So, David Ortiz leads the club in RBIs, driving in a dozen more (65) than the next-closest batters (Bogaerts and H. Ramirez, tied with 53 each).
He leads the clubs in home runs (related to RBIs, of course), with 23, four ahead of the next-closest (aforementioned Ramirez).
He's fourth on the team in on-base percentage, in large part because he's feared enough that he's leading the team in bases on balls.
He leads the team in slugging. He leads the team in OPS.
He's tied for the league lead in fielding (I write that with a bit of a smile, but he has handled 33 chances without an error).

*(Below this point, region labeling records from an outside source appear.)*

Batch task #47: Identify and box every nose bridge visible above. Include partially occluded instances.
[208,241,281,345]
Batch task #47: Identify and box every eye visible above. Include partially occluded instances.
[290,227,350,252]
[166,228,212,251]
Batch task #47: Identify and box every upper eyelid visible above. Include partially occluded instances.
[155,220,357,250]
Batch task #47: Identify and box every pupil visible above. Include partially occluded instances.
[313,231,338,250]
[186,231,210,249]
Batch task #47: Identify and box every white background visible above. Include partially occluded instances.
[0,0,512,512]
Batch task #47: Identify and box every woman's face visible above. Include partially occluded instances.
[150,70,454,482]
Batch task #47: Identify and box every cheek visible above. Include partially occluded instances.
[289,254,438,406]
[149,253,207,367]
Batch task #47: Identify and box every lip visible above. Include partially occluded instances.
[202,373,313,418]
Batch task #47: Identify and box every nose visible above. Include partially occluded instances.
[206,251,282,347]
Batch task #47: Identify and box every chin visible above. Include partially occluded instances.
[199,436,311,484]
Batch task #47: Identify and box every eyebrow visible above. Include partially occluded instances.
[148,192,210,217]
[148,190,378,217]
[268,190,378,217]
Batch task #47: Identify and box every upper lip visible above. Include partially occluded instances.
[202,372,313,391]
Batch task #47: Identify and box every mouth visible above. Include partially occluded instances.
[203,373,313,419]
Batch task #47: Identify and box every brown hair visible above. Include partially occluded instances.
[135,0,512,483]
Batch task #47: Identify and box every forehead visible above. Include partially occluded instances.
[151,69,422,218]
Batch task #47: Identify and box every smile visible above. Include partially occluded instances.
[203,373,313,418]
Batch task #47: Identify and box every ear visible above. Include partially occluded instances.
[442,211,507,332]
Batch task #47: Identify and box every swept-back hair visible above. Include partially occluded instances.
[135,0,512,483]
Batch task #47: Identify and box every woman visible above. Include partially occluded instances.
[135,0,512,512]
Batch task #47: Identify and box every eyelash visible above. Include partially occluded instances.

Neither he nor Jean Machi nor Alexi Ogando have any losses as a pitcher this season. (OK, you can discount that one.)
He's clearly one of the top three fan favorites, and he's got a deep and solid historical connection to the team -- the only player on the team with three Red Sox World Championship rings.
Ortiz is not among the problems with offense on the 2015 Red Sox.
Is keeping your most powerful offensive force a bad thing? If he weren't producing sufficiently, he wouldn't be given the plate appearances and no option would kick in; that's the point of the option being structured the way it is. He's not sent up to bat as an historical relic. He's sent up there because he's producing.
He's got a fair shot, if he doesn't cool off, at another 30-homer, 100-RBI season.
Yes, Hanley Ramirez would be better at DH than playing left field, but that's not David Ortiz's fault.